433MHz RSSI

I am working on an indoor positioning system, and I'd like to do this using cheap 433MHz beacons, each of which are serial devices. If you're wondering why I'm only using 433MHz, here's the plan:

  1. There will be at least 3 beacons, each will be programmed with a specific "identity" (such as A, B, C, and so on).
  2. All of these beacons will sit idly, not transmitting anything (yet).
  3. The robot has it's own 433MHz transmitter, receiver, and some sort of RSSI module for sensing dB. It also has it's own identification, which could be a number (for now, let's say that number is 0).
  4. The robot will send the string "A0" over its transmitter. When beacon A sees this, it will send back the string A0.
  5. The robot will read beacon A's signal, and using RSSI, detect the signal strength.
  6. Repeat these steps for each other beacon.
  7. Collect the signal strength data, and triangulate on a map.

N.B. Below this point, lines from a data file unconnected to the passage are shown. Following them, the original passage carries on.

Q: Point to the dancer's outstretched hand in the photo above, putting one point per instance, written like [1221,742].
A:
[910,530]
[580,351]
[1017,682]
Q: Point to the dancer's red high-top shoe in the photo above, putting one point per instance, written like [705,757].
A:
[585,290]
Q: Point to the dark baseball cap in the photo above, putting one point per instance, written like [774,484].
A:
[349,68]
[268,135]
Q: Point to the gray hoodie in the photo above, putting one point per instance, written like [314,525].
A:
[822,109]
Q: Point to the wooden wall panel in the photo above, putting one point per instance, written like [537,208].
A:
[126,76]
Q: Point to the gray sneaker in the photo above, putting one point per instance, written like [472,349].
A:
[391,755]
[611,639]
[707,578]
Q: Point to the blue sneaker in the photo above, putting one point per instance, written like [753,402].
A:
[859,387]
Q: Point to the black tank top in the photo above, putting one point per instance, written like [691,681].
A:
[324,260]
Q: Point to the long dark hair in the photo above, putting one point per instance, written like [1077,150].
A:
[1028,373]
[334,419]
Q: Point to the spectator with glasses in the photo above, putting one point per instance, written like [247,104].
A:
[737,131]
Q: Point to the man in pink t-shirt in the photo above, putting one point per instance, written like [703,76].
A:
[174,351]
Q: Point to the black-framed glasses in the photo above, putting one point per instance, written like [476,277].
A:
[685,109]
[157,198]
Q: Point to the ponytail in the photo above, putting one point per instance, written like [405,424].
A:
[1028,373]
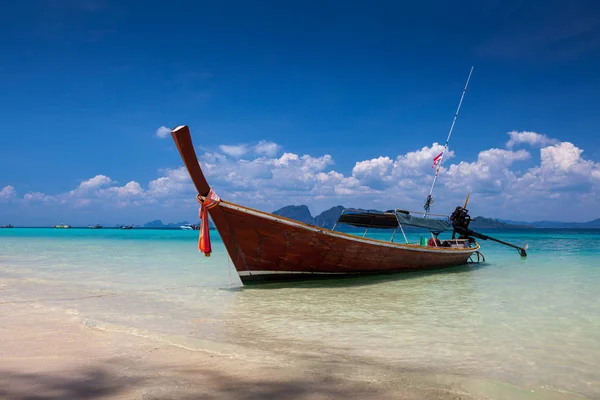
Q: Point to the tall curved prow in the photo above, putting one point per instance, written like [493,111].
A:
[183,141]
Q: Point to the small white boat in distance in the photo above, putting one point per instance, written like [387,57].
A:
[62,226]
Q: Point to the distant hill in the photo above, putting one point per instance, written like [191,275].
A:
[328,218]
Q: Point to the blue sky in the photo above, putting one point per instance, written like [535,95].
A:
[87,84]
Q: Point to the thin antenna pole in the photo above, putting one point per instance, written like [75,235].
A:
[429,200]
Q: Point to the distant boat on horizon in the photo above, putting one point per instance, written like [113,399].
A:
[190,227]
[62,226]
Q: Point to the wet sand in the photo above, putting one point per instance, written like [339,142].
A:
[48,354]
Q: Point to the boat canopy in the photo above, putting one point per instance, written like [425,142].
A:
[369,219]
[391,219]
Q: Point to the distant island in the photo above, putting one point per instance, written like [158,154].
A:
[158,224]
[328,218]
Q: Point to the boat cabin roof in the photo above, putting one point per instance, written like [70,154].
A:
[369,219]
[391,219]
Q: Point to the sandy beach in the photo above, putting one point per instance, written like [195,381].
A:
[50,355]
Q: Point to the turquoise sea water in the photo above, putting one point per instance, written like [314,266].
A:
[531,324]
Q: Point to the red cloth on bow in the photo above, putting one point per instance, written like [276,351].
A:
[204,239]
[211,200]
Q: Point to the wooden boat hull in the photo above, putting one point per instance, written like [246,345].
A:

This idea is inspired by indoor positioning done by wifi, but I don't want wifi because it's much more expensive, more power consuming, harder to manipulate, more vulnerable to disruption, and harder to interface with an arduino. These 433MHz transmitters/receivers are dirt cheap, small, power efficient, and have a somewhat short range (which is fine).

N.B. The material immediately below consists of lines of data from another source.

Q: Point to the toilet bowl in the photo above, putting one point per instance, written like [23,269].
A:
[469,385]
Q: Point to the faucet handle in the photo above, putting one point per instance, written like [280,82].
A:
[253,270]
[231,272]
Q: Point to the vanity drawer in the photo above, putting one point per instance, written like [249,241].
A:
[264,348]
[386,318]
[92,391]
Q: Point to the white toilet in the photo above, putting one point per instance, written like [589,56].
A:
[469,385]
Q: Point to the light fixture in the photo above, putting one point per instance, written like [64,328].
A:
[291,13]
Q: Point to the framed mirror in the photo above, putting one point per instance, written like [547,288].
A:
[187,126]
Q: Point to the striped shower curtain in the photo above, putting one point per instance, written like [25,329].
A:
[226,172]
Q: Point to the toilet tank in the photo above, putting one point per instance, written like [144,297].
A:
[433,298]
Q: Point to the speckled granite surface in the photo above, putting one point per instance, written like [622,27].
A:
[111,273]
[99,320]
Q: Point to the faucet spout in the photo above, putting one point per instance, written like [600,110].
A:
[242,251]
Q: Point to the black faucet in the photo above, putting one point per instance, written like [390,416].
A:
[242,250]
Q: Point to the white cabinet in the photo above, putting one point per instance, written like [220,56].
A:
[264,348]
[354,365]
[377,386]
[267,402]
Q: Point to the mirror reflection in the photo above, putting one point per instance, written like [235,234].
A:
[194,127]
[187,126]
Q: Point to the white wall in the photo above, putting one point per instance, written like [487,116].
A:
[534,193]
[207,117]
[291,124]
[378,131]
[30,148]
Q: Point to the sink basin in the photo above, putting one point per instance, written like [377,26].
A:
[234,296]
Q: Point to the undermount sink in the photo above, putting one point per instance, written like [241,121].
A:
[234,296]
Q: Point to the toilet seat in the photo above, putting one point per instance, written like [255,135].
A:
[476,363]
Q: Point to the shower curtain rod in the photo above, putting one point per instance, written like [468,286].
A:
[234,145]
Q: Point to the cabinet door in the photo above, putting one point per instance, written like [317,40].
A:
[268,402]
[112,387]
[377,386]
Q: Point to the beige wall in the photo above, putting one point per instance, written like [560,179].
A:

I'm not really fluent with electronics though. So, I was wondering if someone knows how to set up a way to read the signal strength of a 433MHz radio, or if this is even a good idea. I found the AD8307, but I'm not sure if this does what I want and I'm not exactly sure what to do with it.

Signal strength doesnt tell you anything about distance, as there are too many variables that affect it.

I'm aware signal strength from 1 beacon alone tells me nothing, but with at least 3 it has been proven (at least with wifi) that it does in fact work. If the beacons are mounted toward the ceiling and I'm only focusing on 1 room, the only variables to focus on are humidity, temperature, and battery life. If this is located in a building with decent climate control, then I don't think the first 2 are really a problem. If, within the same room, all 3+ beacons are affected by the variables the same way at roughly the same time, I don't think I'll need any absolute values either.

If you're thinking interference is a problem, that's one of the reasons why I'm using a ping system with everything on the same wavelength. That way, assuming there are no other devices using 433MHz, I should get a relatively clean signal.

So that being said, aside from walls, other objects, temperature, humidity, interference, and battery life, what other variables matter?

If, within the same room, all 3+ beacons are affected by the variables the same way at roughly the same time

Not true. Constructive and destructive interference affects the signal from each beacon independently and completely differently from any other.

So that being said, aside from walls, other objects, temperature, humidity, interference, and battery life, what other variables matter?

The relative orientation of the receiving and transmitting antennas has an enormous effect on the RSSI. It is one of the primary factors that makes RSSI nearly useless for distance estimation.

You might find this blog interesting, where the effects of constructive and destructive interference on wifi signal strength are visualized within an apartment: http://jasmcole.com/2014/08/25/helmhurts/

Let us know if you succeed with this project!